Question #1) Assuming that the BMI/ASCAP license held by the TV station(s) would cover the use of music on my 'rasslin TV show--both for ring entrances and promotional videos made in-house (like those used by Jerry Jarrett, Mid-South/UWF, and ECW)-- is there just one kind of "blanket licence" used by TV stations that covers most songs, or is each station's licence different (meaning that I would have to check the entire list of songs used on my program against the various licenses of *each* station the program airs on, or would the generic license cover everything--and I just have to check my music selections against one "master list")?


You don't have to check anything. It's the station or network's problem. Not yours. THEY may ask you for your playlist so THEY can check it, and might then nix you using some specific song if they don't have the license for the organization that administers it, but if they don't, again, it's their ass, not yours. But to answer the other part anyway, yeah, it's usually a general, blanket license.

Also, assuming that each station pays some sort of roylty per the license for each song used, I would suspect that each station manager would demand a clause in the contract that the promotion reimburse them for these royalties--how much more expensive are these royalties for a TV use than for a live venue use?

Nah. They pay 'em. Cost a doin bidness. Again, not your problem.

Question #2) As entrance music (assuming no reproduction of it) would be covered by the license of the venue--what if we assume that at least some of the venues I run shows in do not have a license (say, VFW halls, armories, etc).

They will, though.

Would it be permissible for the promotion to purchase their own license, so that we can use entrance music wherever we run without worrying about the headache?

Sure you could.

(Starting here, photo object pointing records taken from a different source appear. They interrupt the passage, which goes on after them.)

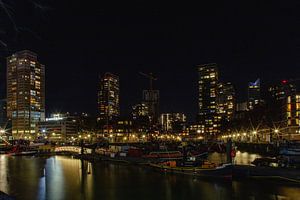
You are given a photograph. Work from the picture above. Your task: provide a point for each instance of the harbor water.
(62, 177)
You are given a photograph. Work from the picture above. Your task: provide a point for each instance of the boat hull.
(224, 171)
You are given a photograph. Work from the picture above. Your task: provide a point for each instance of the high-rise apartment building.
(140, 110)
(208, 116)
(173, 122)
(254, 94)
(108, 97)
(226, 100)
(25, 93)
(282, 90)
(293, 110)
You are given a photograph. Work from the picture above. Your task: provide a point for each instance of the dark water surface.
(60, 177)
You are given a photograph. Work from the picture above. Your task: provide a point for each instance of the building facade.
(59, 127)
(208, 116)
(254, 97)
(293, 110)
(173, 122)
(108, 97)
(226, 101)
(25, 93)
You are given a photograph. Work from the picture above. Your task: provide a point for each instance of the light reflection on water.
(62, 177)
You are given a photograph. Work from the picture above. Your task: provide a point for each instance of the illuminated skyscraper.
(293, 110)
(175, 122)
(208, 116)
(140, 110)
(226, 100)
(254, 94)
(108, 97)
(25, 93)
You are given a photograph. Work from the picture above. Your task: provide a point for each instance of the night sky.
(79, 40)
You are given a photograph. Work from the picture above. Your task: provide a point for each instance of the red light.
(284, 81)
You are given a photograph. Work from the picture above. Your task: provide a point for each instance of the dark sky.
(78, 40)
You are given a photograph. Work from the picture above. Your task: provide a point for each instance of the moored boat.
(205, 170)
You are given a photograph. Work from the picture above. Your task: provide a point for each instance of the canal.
(60, 177)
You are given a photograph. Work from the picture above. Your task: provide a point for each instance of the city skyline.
(244, 46)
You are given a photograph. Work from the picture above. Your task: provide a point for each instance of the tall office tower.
(3, 113)
(208, 116)
(25, 93)
(282, 90)
(108, 98)
(140, 110)
(254, 94)
(174, 122)
(279, 93)
(226, 100)
(151, 99)
(293, 110)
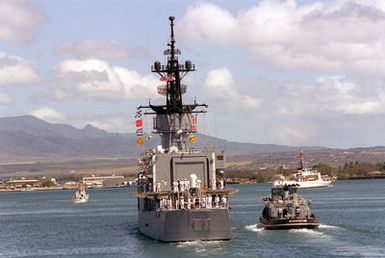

This is essentially what Muzak/Karaoke providers do. Probably be wasting money in your case, though.

(I know this would probably be "under the radar" situation--but if a clip of one of these matches ever makes the TV show, I'd want to make sure those who enforce such things have no ammunition).

Or, on the other hand, is this a license that is so common that even VFW halls, Armories, etc. would already have it?


Yup, see above (and the rest of the thread).

In a strange way, I find all of this fasinating as I've always felt the use of "real music" in pro wrestling goes a long way in adding a relevance and vibrancy to the product that you just don't get with "canned music".